00:54:40.000Joe Vitti, a postdoctoral researcher at the Broad Institute, said, quote, as a queer person and a geneticist, I struggle to understand the motivations behind a genome wide association study for non heterosexual behavior.
00:54:50.000I have yet to see a compelling argument that the potential benefits of this study outweigh its potential harms.
00:54:55.000Since when is the study of science about the potential benefits versus the potential harms?
00:55:02.000There was a solid case to be made in the 1850s by every religious person across the world that the potential benefits of discovering evolutionary biology outweighed, that the harms outweighed the benefits.
00:55:12.000Should that have shut down the study of evolutionary biology?
00:56:23.000Figuratively, a state in which all things seem to be engulfed in a whirlpool of terror.
00:56:27.000of the trailer for Vertigo, which still is enjoyable.
00:56:29.000Vertigo, a feeling of dizziness, a swimming in the head.
00:56:34.000Figuratively, a state in which all things seem to be engulfed in a whirlpool of terror, as created by Alfred Hitchcock in the story that gives new meaning to the word suspense.
00:57:48.000Are we gonna have... I'm waiting for rockauto.com to engage in racial statements about, like, mufflers.
00:57:56.000Why would you expect your corporations to engage in political statements about... I think we can all fairly assume that Cadbury opposes racism, since pretty much everybody does, who is of good heart.
00:58:06.000And I have no reason to suggest that the Cadbury...
00:58:09.000Like the old kind of eggs, the chocolate eggs, that those suggest some deep, dark plot against black people.
00:58:15.000In any case, Cadbury pushes the Unity bar in India, and we have a little bit of their ad for this.
00:58:23.000It says, India's first chocolate, dark, blended, milk, white.
00:58:32.000It's a bar that has united in one bar.
00:58:56.000You got the dark chocolate on the opposite end of the white chocolate.

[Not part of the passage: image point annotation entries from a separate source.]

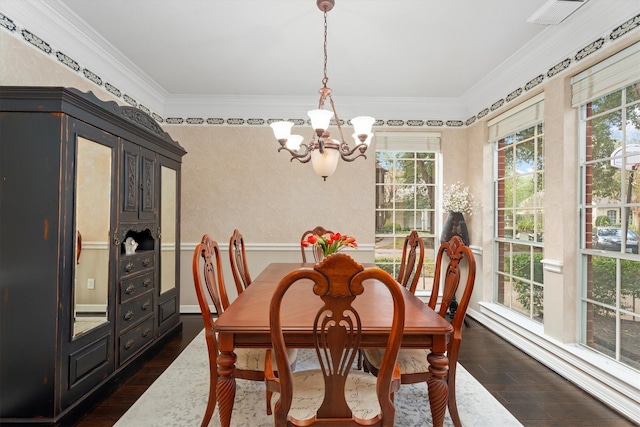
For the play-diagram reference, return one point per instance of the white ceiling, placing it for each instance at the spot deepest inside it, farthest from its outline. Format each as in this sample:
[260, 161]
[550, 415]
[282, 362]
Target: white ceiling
[443, 58]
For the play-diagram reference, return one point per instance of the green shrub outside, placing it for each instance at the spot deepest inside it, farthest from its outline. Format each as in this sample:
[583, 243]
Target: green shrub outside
[522, 268]
[603, 269]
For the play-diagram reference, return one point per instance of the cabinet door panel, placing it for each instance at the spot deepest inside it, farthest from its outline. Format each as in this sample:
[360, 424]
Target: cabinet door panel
[147, 185]
[130, 181]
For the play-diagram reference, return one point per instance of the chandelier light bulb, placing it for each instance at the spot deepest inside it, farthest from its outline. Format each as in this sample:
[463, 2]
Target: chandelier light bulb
[325, 163]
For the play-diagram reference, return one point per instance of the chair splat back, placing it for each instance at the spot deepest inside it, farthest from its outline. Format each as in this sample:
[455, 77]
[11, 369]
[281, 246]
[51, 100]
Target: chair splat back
[337, 330]
[449, 277]
[238, 259]
[412, 261]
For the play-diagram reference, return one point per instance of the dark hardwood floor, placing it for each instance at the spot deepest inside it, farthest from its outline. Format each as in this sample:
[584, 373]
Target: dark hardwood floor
[535, 395]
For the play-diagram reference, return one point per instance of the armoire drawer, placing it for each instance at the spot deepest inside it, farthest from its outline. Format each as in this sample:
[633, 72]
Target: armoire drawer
[135, 286]
[134, 311]
[135, 339]
[130, 264]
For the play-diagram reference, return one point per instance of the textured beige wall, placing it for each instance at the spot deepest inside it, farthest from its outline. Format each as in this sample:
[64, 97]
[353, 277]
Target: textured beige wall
[234, 177]
[24, 65]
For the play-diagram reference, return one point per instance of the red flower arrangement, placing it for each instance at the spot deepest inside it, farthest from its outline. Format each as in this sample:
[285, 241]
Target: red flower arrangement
[330, 243]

00:58:59.000They can't come anywhere near each other.
00:59:00.000They are separated dramatically by race.
00:59:03.000So their Unity Bar was kind of a fail.
00:59:06.000Also, it is amazing to me, if you are buying your products based on the virtue signaling of the corporations that push this sort of stuff, you're an idiot.
00:59:14.000If you really believe that Nike cares about Colin Kaepernick kneeling, you're a moron.